MAT1275 College Algebra and Trigonometry

Spring 2018 | Professor Kate Poirier

Page 3 of 16

Extra office hours cancelled

Sorry everyone…as I warned in class today, my cold has got the better of me and I have to cancel the 3-5pm office hours today so I can head home. If you’d planned to stop by, send me an email with a specific question and I’ll do my best to answer it. I should be able to answer emails until about 4:30 tomorrow.

Good luck with your last-minute exam prep!

Example from yesterday’s lesson / next Tuesday’s class

There are a few small loose threads to tie up next Tuesday, and you might have questions about yesterday’s lecture. Other than that, I won’t plan anything in particular for next Tuesday. Prepare for the exam as though it’s on Tuesday, and come to class ready to ask specific questions so you can focus your last-minute prep.

Since the last example from yesterday’s class was a little rushed, I thought I’d post it here.

In our zombie example, we assumed two things:

  1. One zombie arrives in New York on day 0,
  2. Each zombie infects one person and turns them into a zombie each day.

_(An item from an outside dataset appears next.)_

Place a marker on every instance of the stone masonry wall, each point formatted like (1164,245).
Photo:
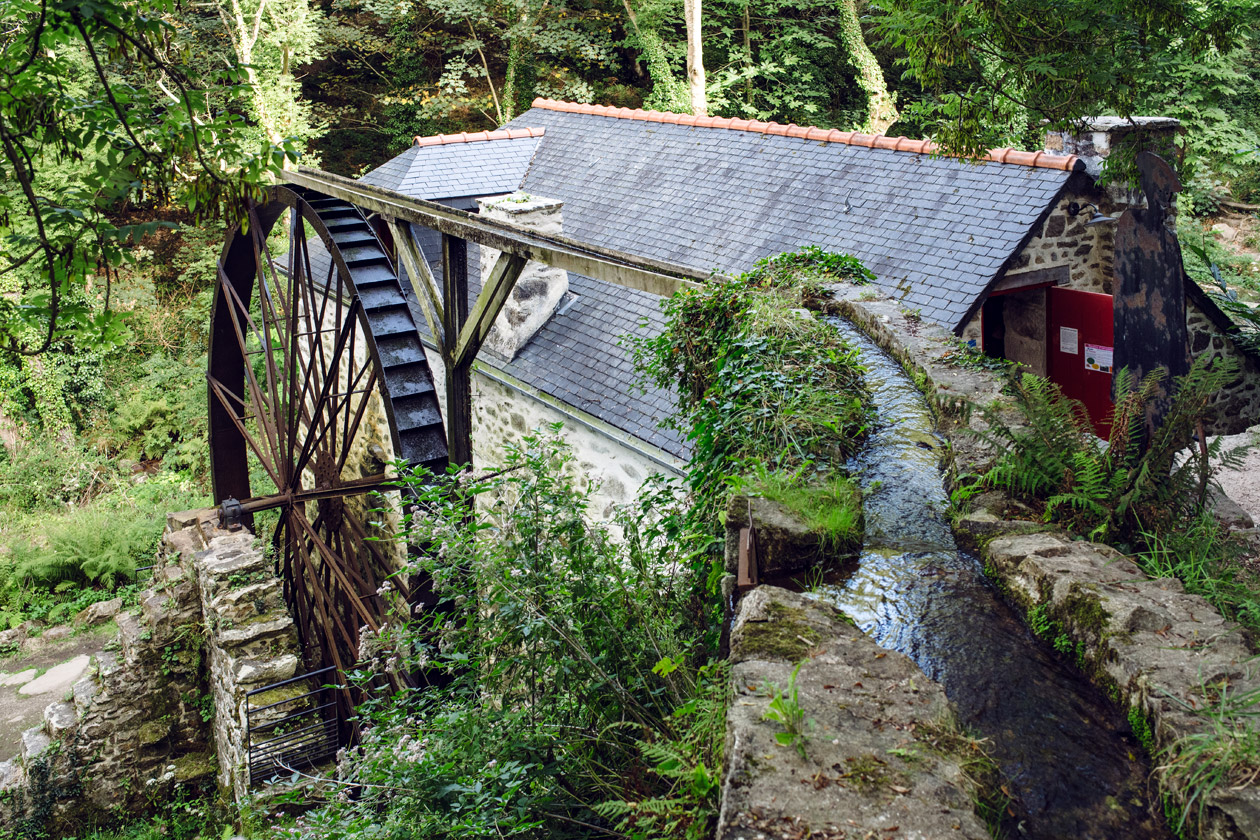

We saw that the number of zombies on day n is 2^n. If there are 8 million people in New York, then to find out how long it takes for everyone in the city to become a zombie, we have to solve the equation:

2^n=8,000,000.

Before we solve this equation, I want to point out that it’s similar to one we solved to evaluate a logarithm without without the calculator:

9^x=3\sqrt{3}

In this case, we wrote both sides of the equation as powers of 3, and then we equated the exponents to solve for x. We could imagine doing something similar to solve the zombie equation—8,000,000 *is* a power of 2—but it’s not an obvious power of 2, so we’ll use logarithms to find n.

There are a few methods that are all roughly the same. Here’s the one we discussed in class today.

Method 1

Take the logarithm with base 2 of both sides:

\log_2(2^n)=\log_2(8,000,000).

Use logarithm rule (3); the exponent becomes a coefficient:

n \log_2(2) = \log_2(8,000,000).

Since \log_2(2)=1, we have:

n = \log_2(8,000,000).

Some calculators will let you choose your base for your logarithm but most will not. If your calculator will not let you choose base 2, you will have to use the change of base formula:

log_b(x)= \frac{\log_c(x)}{\log_c(b)}.

Scientific calculators have a button “log” (remember this means base 10). This is called the “common logarithm.” They also have a button “ln” (remember this means base e which is about 2.718). This is called the “natural logarithm.” It’s up to you whether you want to use the common logarithm or the natural logarithm. If we choose the common logarithm (c=10) for the change of base formula, we get:

n = \log_2(8,000,000) = \frac{\log(8,000,000}{\log(2)}.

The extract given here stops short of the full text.